Rhea-Simone Auguste, plus connue sous le nom d'humoriste Simmy De Trini. Photo prise avec la permission d’Auguste. Photo par Mark Lyndersay pour www.causeaneffect.com.

[Sauf mention contraire, tous les liens renvoient vers des pages web en anglais, ndlt.]

Trinité-et-Tobago, aux prises [fr] avec la violence sexiste et le féminicide, est toujours sous le choc suite au meurtre [fr] de l'adolescente Ashanti Riley, qui a été poignardée à mort après avoir été enlevée par un chauffeur de taxi privé le 29 novembre dernier.

Depuis, les débats [fr] en ligne se sont multipliés, abordant la tendance à blâmer les victimes et à demander aux femmes de se protéger plutôt que de se concentrer sur le changement de la culture et la socialisation masculine.

Une humoriste a commencé à faire pression d'une manière peu conventionnelle afin que ce changement se produise.
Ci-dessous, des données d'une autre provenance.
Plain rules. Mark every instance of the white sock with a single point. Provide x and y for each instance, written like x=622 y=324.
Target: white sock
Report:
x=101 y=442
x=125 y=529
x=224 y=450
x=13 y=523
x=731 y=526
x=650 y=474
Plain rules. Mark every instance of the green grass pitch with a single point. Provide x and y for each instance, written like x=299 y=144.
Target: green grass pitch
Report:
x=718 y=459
Rhea-Simone Auguste, plus connue sous le nom de Simmy De Trini, a publié une série de scénarios sur sa page Facebook, présentés en jargon local et qui représentent le harcèlement sexuel inversé. L'impact de ce renversement des rôles inattendu a souligné l'absurdité de ce qu'endurent les femmes dans la culture caribéenne hyper-masculine.
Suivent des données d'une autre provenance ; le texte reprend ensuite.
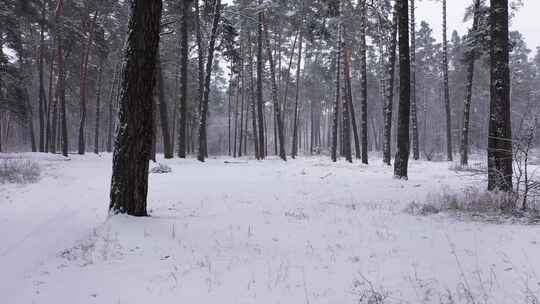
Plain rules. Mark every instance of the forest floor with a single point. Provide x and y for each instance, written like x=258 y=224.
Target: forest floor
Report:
x=243 y=231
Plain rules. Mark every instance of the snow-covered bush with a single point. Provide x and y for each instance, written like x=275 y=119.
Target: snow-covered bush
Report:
x=478 y=203
x=18 y=171
x=161 y=169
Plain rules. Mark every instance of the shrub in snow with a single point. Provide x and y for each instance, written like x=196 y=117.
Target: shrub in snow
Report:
x=481 y=204
x=161 y=169
x=18 y=171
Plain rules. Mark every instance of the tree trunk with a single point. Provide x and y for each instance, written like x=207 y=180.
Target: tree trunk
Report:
x=346 y=142
x=163 y=113
x=42 y=97
x=277 y=107
x=98 y=108
x=338 y=96
x=500 y=129
x=256 y=143
x=61 y=90
x=133 y=145
x=84 y=83
x=414 y=116
x=260 y=75
x=447 y=90
x=184 y=64
x=470 y=58
x=297 y=94
x=203 y=152
x=350 y=103
x=112 y=101
x=388 y=106
x=363 y=72
x=403 y=144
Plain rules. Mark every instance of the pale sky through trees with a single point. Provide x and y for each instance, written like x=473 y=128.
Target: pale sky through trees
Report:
x=525 y=20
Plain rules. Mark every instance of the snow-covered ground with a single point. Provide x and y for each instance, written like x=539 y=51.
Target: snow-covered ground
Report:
x=227 y=231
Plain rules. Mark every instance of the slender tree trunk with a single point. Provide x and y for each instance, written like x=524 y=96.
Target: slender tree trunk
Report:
x=163 y=113
x=61 y=91
x=297 y=94
x=414 y=116
x=49 y=105
x=200 y=70
x=236 y=104
x=346 y=141
x=242 y=90
x=500 y=155
x=470 y=58
x=98 y=108
x=388 y=106
x=403 y=147
x=363 y=72
x=256 y=143
x=277 y=107
x=42 y=97
x=338 y=96
x=447 y=90
x=260 y=75
x=351 y=103
x=184 y=59
x=84 y=83
x=133 y=145
x=112 y=101
x=203 y=152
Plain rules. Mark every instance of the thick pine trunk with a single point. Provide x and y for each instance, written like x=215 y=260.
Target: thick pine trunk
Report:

Via WhatsApp, Simmy a discuté avec Global Voices de la gravité de la violence fondée sur le genre et des raisons pour lesquelles elle croit que l'humour reste un bon moyen de lancer un débat productif sur ce problème.
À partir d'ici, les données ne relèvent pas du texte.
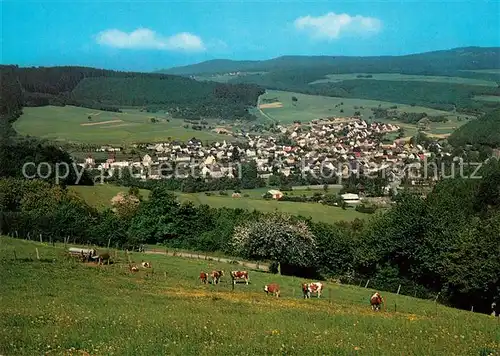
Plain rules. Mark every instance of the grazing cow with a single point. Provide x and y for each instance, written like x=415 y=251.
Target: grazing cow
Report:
x=315 y=287
x=375 y=301
x=272 y=288
x=203 y=277
x=216 y=276
x=101 y=257
x=239 y=275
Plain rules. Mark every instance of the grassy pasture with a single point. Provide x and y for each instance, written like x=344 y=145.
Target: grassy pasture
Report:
x=490 y=98
x=487 y=71
x=223 y=78
x=311 y=107
x=71 y=124
x=55 y=306
x=100 y=196
x=337 y=78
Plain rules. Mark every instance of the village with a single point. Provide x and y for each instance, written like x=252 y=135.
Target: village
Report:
x=328 y=148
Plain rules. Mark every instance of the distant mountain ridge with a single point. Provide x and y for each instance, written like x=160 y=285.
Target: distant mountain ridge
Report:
x=442 y=61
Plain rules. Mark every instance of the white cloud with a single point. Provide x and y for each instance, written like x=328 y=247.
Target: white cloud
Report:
x=144 y=38
x=332 y=25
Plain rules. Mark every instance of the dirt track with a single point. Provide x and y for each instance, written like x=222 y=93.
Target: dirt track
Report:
x=258 y=266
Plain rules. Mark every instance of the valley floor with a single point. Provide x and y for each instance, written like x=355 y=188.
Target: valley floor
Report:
x=56 y=306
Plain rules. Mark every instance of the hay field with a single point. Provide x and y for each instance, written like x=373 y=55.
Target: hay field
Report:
x=312 y=107
x=71 y=124
x=100 y=196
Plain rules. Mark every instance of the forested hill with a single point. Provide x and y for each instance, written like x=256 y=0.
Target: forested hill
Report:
x=482 y=132
x=109 y=90
x=430 y=63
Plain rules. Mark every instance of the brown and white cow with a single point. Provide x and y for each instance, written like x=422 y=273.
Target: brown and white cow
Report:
x=308 y=288
x=216 y=276
x=239 y=275
x=272 y=288
x=203 y=277
x=375 y=301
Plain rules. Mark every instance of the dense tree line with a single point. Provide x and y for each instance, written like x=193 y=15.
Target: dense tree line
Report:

Janine Mendes-Franco (JMF) : Cette série a-t-elle été inspirée par la récente vague de féminicides ou est-ce un thème sur lequel vous réfléchissez depuis un certain temps déjà ?

Simmy De Trini (SDT): As a survivor of both domestic violence and rape, I have been vocal over the last few years about the injustice women face and the inability of our current system to protect women from harm or worse, murder. The “reverse harassment” posts were not planned. I just got fed up of saying the same things so I switched it up and just started doing sarcastic posts about the situation.

Simmy De Trini (SDT) : En tant que survivante de violence conjugale et de viol, j'ai parlé haut et fort, au cours de ces dernières années, de l'injustice dans laquelle vivent les femmes et de l'incapacité de notre système actuel à les protéger contre les préjudices et, pire encore, le meurtre. Mes publications sur le “harcèlement inversé” n'étaient pas prévues. J'en ai eu assez de toujours dire la même chose, alors j'ai changé d'approche et j'ai commencé à écrire des commentaires sarcastiques sur la situation.

JMF : Toutes vos publications ont eu des centaines de réactions, de commentaires et de partages. Quel genre de débat vouliez-vous lancer ?

SDT: When I realised the first post started gaining traction, the others were done with the hope of sparking discussions about the harassment women experience and the kind of attitudes we encounter that we need men to revisit and review in themselves and their friends.

SDT : Lorsque j'ai réalisé que ma première publication commençait à avoir un impact, les autres ont été publiées avec l'espoir d'engager des débats sur le harcèlement que les femmes subissent et le genre d'attitudes que nous rencontrons et que les hommes doivent examiner et changer en eux-mêmes, ainsi que chez leurs amis. 

JMF : Certaines personnes semblent passer à côté de l'essentiel.

SDT: The people who did not get it were in the minority and did not have an impact on me continuing. I felt like more people understood where I was coming from so I did not hesitate to keep sharing the posts.

SDT : Les personnes qui ne l'ont pas compris étaient minoritaires et cela ne m'a nullement touchée. J'ai eu l'impression que davantage de personnes comprenaient mon intention, alors je n'ai pas hésité à continuer de partager des publications.

JMF : Dans quelle mesure trouvez-vous troublant le fait que la plupart des femmes puissent s'identifier à ce que vous mentionnez dans ces scénarios ?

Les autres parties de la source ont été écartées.